D.C. Council Chairman Kwame R. Brown’s chief of staff, Nichole Streeter, has resigned and Brown is searching for a replacement.

Streeter, whose departure has been rumored for weeks, was a former attorney for D.C. Public Schools before she joined Brown’s council office in January.

Brown confirmed Streeter’s resignation Friday.

“It’s nothing bad. It was mutual,” Brown said. “She decided to move on to other things and I understand and respect that decision. I think she is a wonderful individual and wish her the best wherever she lands.”

Brown named Megan Vahey, the current clerk for the council’s Committee of the Whole, as his acting chief of staff. Streeter declined to comment.

In his previous position as at-large council member, Brown was well-known for having high staff turnover, including four chiefs of staffs in six years.

Some former staffers describe him as difficult to work for, but Brown said most of the top-ranking staff departures stemmed from routine personnel matters, including family obligations.

“Sometimes, you don’t want to put people’s business out there,” Brown said.

Brown said he’s confident he will be able to quickly find a replacement for Streeter to keep the council running efficiently.

“We are going to look for a qualified person who can step up to the table and manage operations organizationally and politically,” Brown said.

But Streeter’s departure comes at a delicate time for Brown and the council.

During his first eight months in office, Brown has struggled to move beyond the controversy surrounding his taxpayer-funded SUV and an Office of Campaign Finance Investigation into his 2008 reelection campaign.

When the council returns from summer recess next month, Brown hopes to quickly pivot the discussion back onto his agenda, including enacting a comprehensive ethics reform bill and continuing to look for efficiencies in District government.

But Brown and Mayor Vincent C. Gray (D), whose also faced a rocky start to his administration, are now both operating without permanent chiefs of staff.

Gray’s first chief of staff, Gerri Mason Hall, stepped in March following controversy about the mayor’s hiring practices. Paul Quander has been serving as Gray’s interim chief.
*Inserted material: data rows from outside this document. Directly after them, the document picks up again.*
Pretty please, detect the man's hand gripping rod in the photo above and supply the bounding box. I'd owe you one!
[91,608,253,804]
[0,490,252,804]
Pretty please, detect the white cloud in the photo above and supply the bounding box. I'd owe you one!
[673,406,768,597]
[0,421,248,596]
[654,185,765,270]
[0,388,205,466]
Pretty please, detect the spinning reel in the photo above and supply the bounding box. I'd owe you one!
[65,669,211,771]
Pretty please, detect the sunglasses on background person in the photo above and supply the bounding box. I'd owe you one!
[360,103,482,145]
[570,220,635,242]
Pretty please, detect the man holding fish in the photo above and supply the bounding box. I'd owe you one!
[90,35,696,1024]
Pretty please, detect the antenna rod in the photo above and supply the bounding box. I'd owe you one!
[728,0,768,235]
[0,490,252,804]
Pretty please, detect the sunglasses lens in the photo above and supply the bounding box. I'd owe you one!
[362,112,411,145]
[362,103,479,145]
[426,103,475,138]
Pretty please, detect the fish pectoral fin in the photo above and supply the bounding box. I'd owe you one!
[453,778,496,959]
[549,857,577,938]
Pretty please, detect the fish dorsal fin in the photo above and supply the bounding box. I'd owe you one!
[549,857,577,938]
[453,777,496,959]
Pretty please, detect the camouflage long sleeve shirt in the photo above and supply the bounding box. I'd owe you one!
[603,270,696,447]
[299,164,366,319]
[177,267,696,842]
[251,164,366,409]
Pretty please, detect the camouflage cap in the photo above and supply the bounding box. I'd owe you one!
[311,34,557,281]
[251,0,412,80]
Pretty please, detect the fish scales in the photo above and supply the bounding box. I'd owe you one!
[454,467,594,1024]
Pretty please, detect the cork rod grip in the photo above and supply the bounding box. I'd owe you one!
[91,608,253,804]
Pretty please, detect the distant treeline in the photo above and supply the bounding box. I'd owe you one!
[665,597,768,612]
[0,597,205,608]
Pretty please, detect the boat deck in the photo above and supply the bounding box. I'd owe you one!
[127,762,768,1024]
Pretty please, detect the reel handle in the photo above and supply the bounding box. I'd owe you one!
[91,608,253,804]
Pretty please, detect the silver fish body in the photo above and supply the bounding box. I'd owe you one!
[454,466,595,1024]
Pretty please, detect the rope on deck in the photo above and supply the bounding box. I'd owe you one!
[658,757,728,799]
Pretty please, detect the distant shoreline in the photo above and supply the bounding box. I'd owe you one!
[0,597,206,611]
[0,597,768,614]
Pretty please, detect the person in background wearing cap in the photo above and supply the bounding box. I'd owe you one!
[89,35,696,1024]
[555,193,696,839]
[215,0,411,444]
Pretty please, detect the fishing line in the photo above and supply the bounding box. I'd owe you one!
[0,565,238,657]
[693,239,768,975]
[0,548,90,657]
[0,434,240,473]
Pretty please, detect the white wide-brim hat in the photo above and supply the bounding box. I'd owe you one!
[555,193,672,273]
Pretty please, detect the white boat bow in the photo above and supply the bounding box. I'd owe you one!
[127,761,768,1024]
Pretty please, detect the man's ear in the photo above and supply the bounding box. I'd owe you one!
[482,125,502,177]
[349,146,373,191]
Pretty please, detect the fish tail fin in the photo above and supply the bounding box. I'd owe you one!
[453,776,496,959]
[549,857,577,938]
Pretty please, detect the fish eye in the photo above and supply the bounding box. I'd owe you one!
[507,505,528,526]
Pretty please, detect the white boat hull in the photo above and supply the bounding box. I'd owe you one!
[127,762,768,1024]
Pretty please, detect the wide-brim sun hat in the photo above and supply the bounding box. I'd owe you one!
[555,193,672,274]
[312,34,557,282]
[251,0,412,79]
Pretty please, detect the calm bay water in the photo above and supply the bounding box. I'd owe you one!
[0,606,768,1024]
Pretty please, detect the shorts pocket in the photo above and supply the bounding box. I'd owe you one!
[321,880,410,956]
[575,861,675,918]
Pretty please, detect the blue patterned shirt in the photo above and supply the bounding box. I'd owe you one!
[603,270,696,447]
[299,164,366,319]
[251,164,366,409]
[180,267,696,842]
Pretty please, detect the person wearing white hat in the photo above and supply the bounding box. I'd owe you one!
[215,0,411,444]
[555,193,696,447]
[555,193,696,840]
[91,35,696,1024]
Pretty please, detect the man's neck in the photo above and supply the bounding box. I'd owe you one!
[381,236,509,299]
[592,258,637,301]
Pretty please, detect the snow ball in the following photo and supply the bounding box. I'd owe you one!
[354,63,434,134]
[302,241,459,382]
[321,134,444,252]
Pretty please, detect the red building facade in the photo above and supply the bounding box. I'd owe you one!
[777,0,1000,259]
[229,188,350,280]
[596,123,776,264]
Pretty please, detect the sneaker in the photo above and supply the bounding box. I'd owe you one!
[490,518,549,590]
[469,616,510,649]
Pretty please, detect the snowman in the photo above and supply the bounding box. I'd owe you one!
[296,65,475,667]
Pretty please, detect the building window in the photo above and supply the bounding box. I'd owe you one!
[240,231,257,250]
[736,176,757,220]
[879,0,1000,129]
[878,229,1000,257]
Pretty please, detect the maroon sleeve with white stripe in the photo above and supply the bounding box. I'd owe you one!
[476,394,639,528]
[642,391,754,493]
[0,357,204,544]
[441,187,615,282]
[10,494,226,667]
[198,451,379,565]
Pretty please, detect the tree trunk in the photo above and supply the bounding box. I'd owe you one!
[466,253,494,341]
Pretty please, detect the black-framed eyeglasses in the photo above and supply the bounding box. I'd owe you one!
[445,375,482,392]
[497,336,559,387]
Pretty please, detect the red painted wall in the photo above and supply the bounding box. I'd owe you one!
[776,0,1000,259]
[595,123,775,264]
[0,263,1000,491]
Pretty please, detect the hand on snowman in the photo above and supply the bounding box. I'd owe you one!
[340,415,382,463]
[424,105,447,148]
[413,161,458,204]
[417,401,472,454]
As Brown seeks to rebound amid his slumping poll numbers, some of his closet advisors are hoping he selects a permanent staff who has strong political acumen.

“He needs to really hire someone who knows about politics and has good judgement to be an effective chief of staff,” said Council member Mary M. Cheh (D-Ward 3), the council’s president pro-tempore. “You really have to have both dimensions so someone can say, ‘gee, this is going on here’ and maybe offer him a bit of advice and run interference for him. You have to be sophisticated to have good judgement to run interference.”

This story has been updated since it was first posted.